Description of problem: Listing dir in gluster share takes approx. 100 times longer than the local disk Version-Release number of selected component (if applicable): On Server : glusterfs 3.8.4 built on Mar 8 2017 06:17:27 On Client : glusterfs 3.8.4 built on Mar 8 2017 06:17:26 How reproducible: Customer Environment Additional info: Implementing md-cache feature also doesn't help here much.
I see that there are around 318848 number of files/directories within arc.0530 # ls -l arc.0530 |wc -l 318848 Is it possible to get how many directories are there in this listing?

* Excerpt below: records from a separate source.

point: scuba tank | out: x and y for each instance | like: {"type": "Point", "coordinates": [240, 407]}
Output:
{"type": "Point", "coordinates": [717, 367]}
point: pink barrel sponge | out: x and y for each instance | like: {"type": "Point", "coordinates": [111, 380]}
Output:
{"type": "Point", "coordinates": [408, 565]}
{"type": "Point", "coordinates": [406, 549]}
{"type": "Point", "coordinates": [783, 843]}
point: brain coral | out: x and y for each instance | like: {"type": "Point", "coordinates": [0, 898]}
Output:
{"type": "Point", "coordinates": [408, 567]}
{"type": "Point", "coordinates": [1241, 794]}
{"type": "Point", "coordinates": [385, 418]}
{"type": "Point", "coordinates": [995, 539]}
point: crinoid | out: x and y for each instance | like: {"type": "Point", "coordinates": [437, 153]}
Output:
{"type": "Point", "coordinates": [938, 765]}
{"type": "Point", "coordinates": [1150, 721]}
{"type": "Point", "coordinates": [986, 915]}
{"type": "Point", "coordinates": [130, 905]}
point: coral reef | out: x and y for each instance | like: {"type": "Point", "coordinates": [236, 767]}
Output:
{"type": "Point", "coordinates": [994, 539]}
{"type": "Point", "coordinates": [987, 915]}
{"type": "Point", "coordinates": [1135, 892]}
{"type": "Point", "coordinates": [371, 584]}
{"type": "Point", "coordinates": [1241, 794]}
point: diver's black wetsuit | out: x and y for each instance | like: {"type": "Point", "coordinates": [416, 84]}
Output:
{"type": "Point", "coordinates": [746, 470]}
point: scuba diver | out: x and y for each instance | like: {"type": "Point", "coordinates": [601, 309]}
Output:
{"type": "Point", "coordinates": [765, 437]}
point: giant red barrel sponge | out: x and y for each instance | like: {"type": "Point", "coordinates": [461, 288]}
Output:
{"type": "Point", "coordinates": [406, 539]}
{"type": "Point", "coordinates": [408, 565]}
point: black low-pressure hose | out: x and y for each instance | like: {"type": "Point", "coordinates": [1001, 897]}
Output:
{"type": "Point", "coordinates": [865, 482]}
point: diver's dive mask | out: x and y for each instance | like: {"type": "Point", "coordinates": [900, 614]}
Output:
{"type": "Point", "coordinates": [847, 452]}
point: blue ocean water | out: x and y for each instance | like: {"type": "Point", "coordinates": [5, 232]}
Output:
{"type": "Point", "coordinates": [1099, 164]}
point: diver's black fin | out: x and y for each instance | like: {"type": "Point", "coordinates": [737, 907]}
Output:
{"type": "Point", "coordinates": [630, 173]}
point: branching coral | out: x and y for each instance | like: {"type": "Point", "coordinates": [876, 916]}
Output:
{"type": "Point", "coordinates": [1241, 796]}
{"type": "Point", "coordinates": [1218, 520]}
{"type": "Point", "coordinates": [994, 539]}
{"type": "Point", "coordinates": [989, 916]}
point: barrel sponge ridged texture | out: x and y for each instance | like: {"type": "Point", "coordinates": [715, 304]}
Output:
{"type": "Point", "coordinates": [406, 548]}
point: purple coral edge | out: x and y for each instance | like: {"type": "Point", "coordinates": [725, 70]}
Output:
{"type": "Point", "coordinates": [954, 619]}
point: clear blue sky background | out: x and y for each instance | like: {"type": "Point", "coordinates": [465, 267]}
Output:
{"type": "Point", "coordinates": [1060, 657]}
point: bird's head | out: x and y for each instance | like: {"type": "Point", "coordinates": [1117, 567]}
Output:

I also require following information: * time of ls with readdirplus (aka readdirp) disabled in the entire stack (we can use a temporary mount for this). [1] explains how to disable readdirplus [1] http://lists.gluster.org/pipermail/gluster-users/2017-March/030148.html
Also i see that network.inode-lru-limit is not set, had the customer not used the "gluster volume set <vol> group metadata-cache" ? The default value of network.inode-lru-limit is ~16000, which is very less. If the group metadata-cache was used the value of network.inode-lru-limit was changed to 50000. As mentioned in the admin guide, network.inode-lru-limit should be changed to larger value based on the workload. I would suggest to set network.inode-lru-limit to 200,000 as the number of active files are 318848. Note that incresing this value increases the memory footprint of the brick processes. Changing this value also had helped another customer [1] Let us know if this helped? [1]https://bugzilla.redhat.com/show_bug.cgi?id=1441417#c15
I think we got a very good improvement after disabling readdirp. The first iteration have taken around 2 and half minutes but next iterations are completed in around half minutes only. I'm also waiting for a feedback from cu if they have implemented the network.inode-lru-limit with these result or not. 1) number of directory: [root@XYZ]# find -maxdepth 1 -type d . ./arch 2. mount with use-readdirp=no # time ls -l arc.0530 | wc -l 274020 real 2m38.234s user 0m4.734s sys 0m4.554s # time ls -l arc.0530 | wc -l 274020 real 0m36.141s user 0m4.180s sys 0m2.736s # time ls -l arc.0530 | wc -l 274020 real 0m35.855s user 0m4.172s sys 0m2.698s # time ls -l arc.0530 | wc -l 274020 real 0m35.780s user 0m4.175s sys 0m2.768s
This is new data customer has shared after setting network.inode-lru-limit to 200000. 1. results without disabling readdirp: # time ls -l arc.0530 |wc -l 318848 real 2m52.289s user 0m6.553s sys 0m6.141s # time ls -l arc.0530 |wc -l 318848 real 2m53.819s user 0m6.407s sys 0m5.988s # time ls -l arc.0530 |wc -l 318848 real 3m10.560s user 0m6.858s sys 0m6.006s 2. results with use-readdirp=no # time ls -l arc.0530 |wc -l 318848 real 2m55.979s user 0m6.097s sys 0m5.192s # time ls -l arc.0530 |wc -l 318848 real 0m31.907s user 0m5.315s sys 0m2.921s # time ls -l arc.0530 |wc -l 318848 real 0m21.481s user 0m5.063s sys 0m2.761s # time ls -l arc.0530 |wc -l 318848 real 0m21.537s user 0m5.198s sys 0m2.656s
Created attachment 1293751 [details] Fuse dump
Abhishek, Is there anything pending from our side? If not, can we close this bug. Thanks, Susant
Susant, I see that you have cloned this for upstream. This bug should be kept open till it doesn't get part of downstream release. let me know if I misunderstood anything. -Bipin
Considering the bug got fixed in 3.12.2 (upstream) the fix should be part of RHGS3.4.0. Bipin/Abhishek, if you need any more info, please reopen the bug.